Together Again

Together Again
We are all together.

Tuesday, November 28, 2017



Walking In Terry’s Shoes
I’ve always thought it morbid to wear something owned by someone that died.  When my friend Terry knew she wasn’t going to recover from pancreatic cancer, she began giving me many of the beautiful things she loved.  I accepted because it made her so happy and I wanted to do anything I could to add to her joy.

Terry loved shoes and we wear the same size.  I have many of those shoes and on my second day of healing sessions I wore a pair of teal ankle boots.  They fit perfectly and are so comfortable.  I’ve worn them all day, 10AM till 8PM and they still feel good.  Terry never had a chance to wear the boots.

Today, I literally walked in Terry’s shoes.
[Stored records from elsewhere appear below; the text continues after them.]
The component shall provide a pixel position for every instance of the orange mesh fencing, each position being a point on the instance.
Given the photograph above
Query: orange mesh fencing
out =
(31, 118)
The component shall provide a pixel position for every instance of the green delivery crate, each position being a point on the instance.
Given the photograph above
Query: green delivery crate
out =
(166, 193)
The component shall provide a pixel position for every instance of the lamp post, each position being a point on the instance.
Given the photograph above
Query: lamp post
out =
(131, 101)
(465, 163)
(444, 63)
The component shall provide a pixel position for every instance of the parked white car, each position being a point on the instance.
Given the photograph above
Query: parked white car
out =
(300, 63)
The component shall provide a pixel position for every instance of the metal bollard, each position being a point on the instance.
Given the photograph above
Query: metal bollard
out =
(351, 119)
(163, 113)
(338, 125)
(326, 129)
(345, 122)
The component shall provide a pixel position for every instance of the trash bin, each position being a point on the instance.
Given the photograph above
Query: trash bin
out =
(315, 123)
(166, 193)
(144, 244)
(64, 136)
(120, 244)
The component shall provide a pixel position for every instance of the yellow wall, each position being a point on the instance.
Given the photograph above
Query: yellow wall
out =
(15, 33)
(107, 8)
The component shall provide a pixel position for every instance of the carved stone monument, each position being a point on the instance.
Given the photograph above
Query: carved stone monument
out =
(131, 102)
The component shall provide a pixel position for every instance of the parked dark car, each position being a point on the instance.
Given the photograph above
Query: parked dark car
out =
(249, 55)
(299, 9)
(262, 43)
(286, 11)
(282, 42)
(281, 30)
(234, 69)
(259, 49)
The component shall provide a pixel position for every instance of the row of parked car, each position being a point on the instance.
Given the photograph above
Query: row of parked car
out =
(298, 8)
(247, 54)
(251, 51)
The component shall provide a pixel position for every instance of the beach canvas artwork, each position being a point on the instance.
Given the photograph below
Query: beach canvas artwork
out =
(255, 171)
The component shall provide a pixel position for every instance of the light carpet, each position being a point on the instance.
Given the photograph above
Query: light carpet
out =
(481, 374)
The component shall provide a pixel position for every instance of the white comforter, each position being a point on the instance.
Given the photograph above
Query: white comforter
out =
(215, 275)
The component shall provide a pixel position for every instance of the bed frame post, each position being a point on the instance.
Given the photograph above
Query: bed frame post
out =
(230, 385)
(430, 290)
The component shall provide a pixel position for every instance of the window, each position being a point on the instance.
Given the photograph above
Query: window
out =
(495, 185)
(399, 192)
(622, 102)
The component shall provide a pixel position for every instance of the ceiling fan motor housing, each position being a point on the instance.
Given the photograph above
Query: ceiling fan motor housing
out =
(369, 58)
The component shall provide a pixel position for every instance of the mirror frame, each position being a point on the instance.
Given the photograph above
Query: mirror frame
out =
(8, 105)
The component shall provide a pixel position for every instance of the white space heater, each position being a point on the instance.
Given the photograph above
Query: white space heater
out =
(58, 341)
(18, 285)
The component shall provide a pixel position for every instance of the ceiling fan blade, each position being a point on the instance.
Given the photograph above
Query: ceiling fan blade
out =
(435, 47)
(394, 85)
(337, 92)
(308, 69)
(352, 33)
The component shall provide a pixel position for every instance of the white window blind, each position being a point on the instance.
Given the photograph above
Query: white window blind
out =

Wearing the shoes brought to mind all the time I spent eating and talking at her home.  I could show up any time, the door was always open.  I knew she would listen and anything I said never left the room. I never left without her sending something home with me, cake, cookies, fudge, earrings, soap, preserves, whatever she thought would bring me joy.

Terry taught me so much.  She gave me more than I ever gave her.  Terry taught me how to live and she taught me how to let go.  She faced her choices with courage, humor and love.
I’ll wear these shoes often, and each time I wear them, I will honor Terry and all she taught me.